There is no single way to profile and optimize, but the top-down data presentation gives you a systematic way to find optimization opportunities.

Here is a suggested optimization checklist:

  1. Check the compiler did a good job. Disassemble your most significant functions and verify that the generated code looks efficient.

  2. Check the functions that are the most frontend bound:

    • If you see high instruction cache miss rate, apply profile-guided optimization to reduce the code size of less important functions. This frees up more instruction cache space for the important hot-functions.
    • If you see high instruction TLB misses, apply code layout optimization, using tools such as Bolt . This improves locality of code accesses, reducing the number of TLB misses.
  3. Check the functions that have the highest bad speculation rate. If you see high branch mispredict rates, use a more predictable branching pattern, or change the software to avoid branches by using conditional selects.

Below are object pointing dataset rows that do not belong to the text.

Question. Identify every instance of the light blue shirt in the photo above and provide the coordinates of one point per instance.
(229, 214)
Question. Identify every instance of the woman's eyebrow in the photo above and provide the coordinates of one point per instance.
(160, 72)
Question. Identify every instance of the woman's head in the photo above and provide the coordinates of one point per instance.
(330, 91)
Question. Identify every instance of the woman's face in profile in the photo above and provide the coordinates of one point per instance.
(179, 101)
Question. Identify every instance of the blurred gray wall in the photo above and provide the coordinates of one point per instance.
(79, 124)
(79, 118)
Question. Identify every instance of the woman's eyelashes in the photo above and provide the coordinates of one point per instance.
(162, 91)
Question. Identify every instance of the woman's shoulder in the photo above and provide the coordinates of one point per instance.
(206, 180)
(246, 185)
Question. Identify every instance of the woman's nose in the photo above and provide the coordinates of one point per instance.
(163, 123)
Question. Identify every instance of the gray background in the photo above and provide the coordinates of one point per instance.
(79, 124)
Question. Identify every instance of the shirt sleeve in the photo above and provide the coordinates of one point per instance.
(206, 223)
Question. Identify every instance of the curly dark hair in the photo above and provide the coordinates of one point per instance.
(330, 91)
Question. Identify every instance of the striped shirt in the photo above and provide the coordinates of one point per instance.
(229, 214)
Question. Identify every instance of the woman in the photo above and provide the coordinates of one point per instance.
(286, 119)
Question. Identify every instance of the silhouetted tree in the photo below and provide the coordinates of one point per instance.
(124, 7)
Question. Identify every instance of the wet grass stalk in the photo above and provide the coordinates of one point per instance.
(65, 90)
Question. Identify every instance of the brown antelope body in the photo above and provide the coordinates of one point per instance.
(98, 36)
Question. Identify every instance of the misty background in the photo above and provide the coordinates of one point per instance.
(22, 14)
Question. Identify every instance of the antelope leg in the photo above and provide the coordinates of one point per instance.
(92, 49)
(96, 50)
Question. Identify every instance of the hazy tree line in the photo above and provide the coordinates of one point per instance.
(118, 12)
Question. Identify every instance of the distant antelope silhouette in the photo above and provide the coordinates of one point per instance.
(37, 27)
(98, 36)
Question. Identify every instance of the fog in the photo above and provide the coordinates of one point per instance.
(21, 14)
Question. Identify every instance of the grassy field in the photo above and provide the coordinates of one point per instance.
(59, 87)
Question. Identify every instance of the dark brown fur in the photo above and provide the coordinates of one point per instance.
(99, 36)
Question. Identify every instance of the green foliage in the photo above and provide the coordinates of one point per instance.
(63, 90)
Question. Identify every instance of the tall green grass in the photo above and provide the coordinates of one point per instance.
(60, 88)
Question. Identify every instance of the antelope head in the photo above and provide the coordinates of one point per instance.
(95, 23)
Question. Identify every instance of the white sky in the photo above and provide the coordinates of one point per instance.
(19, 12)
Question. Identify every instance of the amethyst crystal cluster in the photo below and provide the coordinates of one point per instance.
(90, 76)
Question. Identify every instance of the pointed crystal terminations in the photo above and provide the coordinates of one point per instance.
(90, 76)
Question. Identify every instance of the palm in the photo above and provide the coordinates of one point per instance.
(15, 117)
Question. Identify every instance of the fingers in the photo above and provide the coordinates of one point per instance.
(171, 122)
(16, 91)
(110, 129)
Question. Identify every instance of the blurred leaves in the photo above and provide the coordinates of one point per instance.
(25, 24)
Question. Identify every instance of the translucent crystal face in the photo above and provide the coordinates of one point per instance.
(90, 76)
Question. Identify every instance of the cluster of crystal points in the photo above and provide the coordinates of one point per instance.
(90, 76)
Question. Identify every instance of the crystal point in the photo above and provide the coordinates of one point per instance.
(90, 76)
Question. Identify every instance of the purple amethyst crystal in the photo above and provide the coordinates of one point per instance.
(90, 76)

  4. Check the functions that are the most backend bound:

    • If you see high data cache misses, reduce data size, reduce data copies and moves, and improve access locality.
    • If you see high pipeline congestion on a specific issue queue, alter your software to move load a different queue. For example, converting run-time computation to a lookup table if your program is arithmetic limited.
  5. Check the most retiring bound functions:

    • Apply SIMD vectorization to process more work per clock.
    • Look for higher-level algorithmic improvements.